Heavy rains sparked flash flooding in multiple Afghan provinces on Friday, killing more than 300 people in Baghlan alone, UN agencies and Taliban officials said.
Rescue and aid workers have been struggling to reach some of the worst-affected areas with the World Health Organization echoing Taliban government and nonprofit warnings that the death toll could rise significantly.
Samiullah Omari had found the bodies of seven of his relatives, but his uncle and uncle's grandson were still missing.
"We have been searching but we haven't found them," the 24-year-old day labourer told AFP in his village of Fulool.
For kilometres around, mud covers everything, with cars, uprooted trees and limbs of livestock jutting out from the thick brown sludge where homes once stood.
Neither Omari nor his 70-year-old father have ever seen "such havoc-wreaking floods", he said.
The WHO has warned of rising cases of water-borne diseases in flood-affected regions.
In a country with a health system already on its knees, some health facilities were rendered non-operational by the flooding, which damaged or destroyed thousands of homes and swamped agricultural land.
"The full extent of the damage is not yet known, and the country lacks the necessary resources to manage a disaster of this magnitude," the WHO said in a situation report on Sunday.
- 'Nothing left' -
The United Nations agency said it had delivered seven metric tonnes of medical aid to northern Afghanistan and deployed mobile health teams.
Omari and dozens of other villagers took refuge in a house on higher ground.
"God protected us along with 60-70 people and we survived it," he said, but his house and all his belongings were washed away.
All that was left were the clothes on his back.

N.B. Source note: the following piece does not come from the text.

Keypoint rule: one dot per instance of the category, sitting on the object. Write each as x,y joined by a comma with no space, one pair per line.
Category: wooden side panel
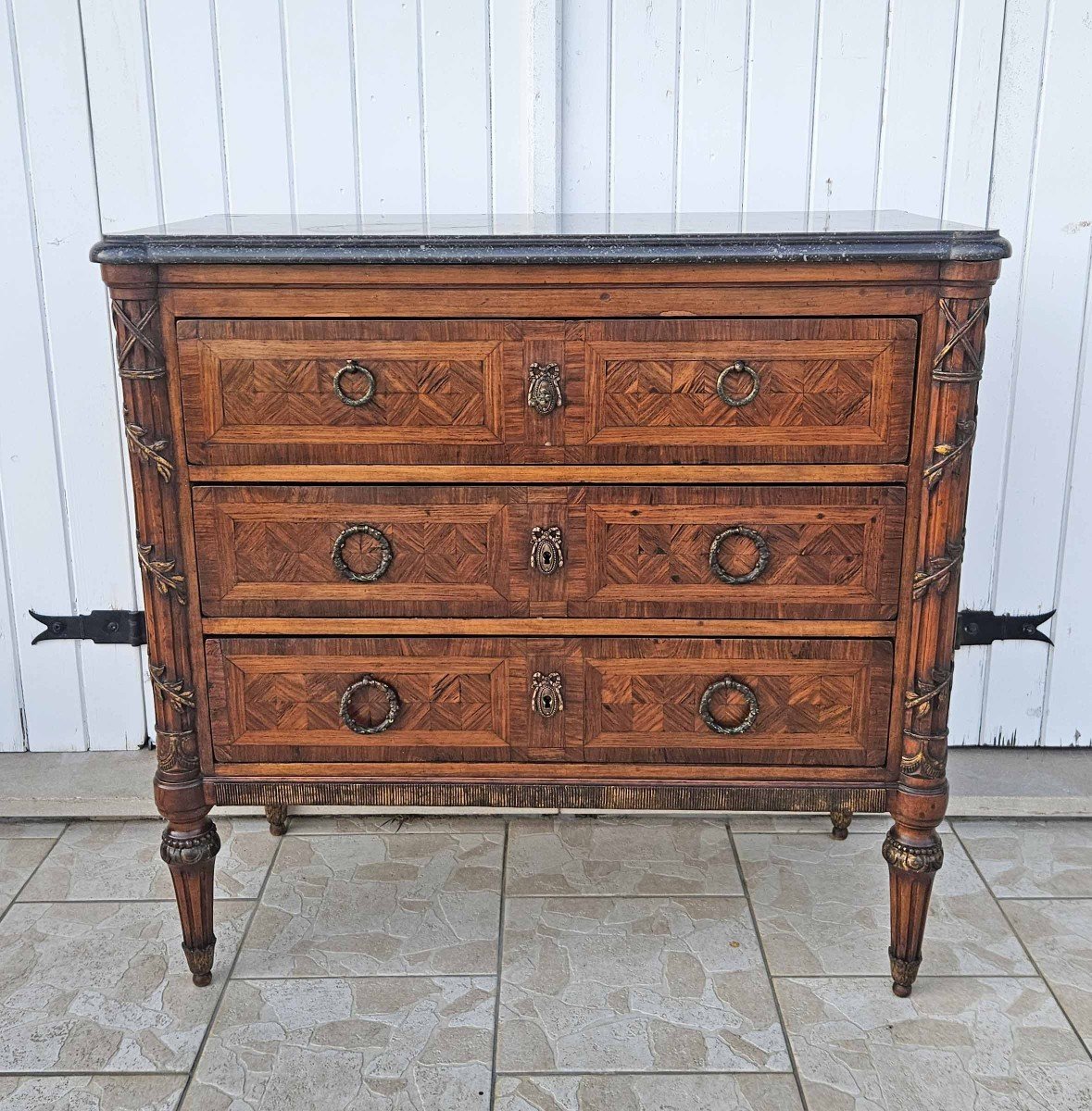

"We hope shelter will be provided for us," Omari said, adding that women and children had been "scattered" to other areas to stay with relatives.
All that Bibi Shirin, 35, found from her family's home and food shop was a carpet caught in a tree.
"There was nothing left," she said, tears in her eyes.
Amanullah, who like many Afghans goes by one name, said families had been sleeping in the open air since the destruction.
"We have an urgent need for tents," the patriarch of a family of 25 people told AFP.
"Where should we go, where should we live, there are no tents, no food... we don't have any life left, or the means to start over," said the 60-year-old, who watched the waters engulf his home and livestock, a precious commodity in a country where 80 percent of the more than 40 million people depend on agriculture to survive.
Ghulam Rasool Qani, a 45-year-old tribal elder in Fulool, said 150 dead had already been found in his and neighbouring villages.
"We still can't say the exact number of dead and injured from this area because at every moment, our list of victims rises."
- 'Start over' -
Getting aid to the area has been a challenge for rescuers.
Qani said he saw military helicopters the night of the flood, but they were forced to turn back due to poor weather. Helicopters, medical teams and some NGOs later reached the area, braving washed-out roads for hours to reach the isolated village.
Tents had been set up near the village to provide medical aid, as government officials surveyed the damage.
The Taliban public health ministry said on Monday that where roads had been blocked, helicopters had evacuated injured people to neighbouring provinces.
"Our teams are on the ground," said Masood Ahmadi, head of the Baghlan health department, adding some non-governmental organisations were also at the scene but lamenting that more had so far "only called and promised to help".
Mohibullah Mohaqiq, 66, held onto hope, even as tears streamed down his face over the loss of all he'd built in Fulool.
"I will rebuild these ruins and make this area green again," he said.
"I trust in this, and I trust that my compatriots will stand with me shoulder by shoulder."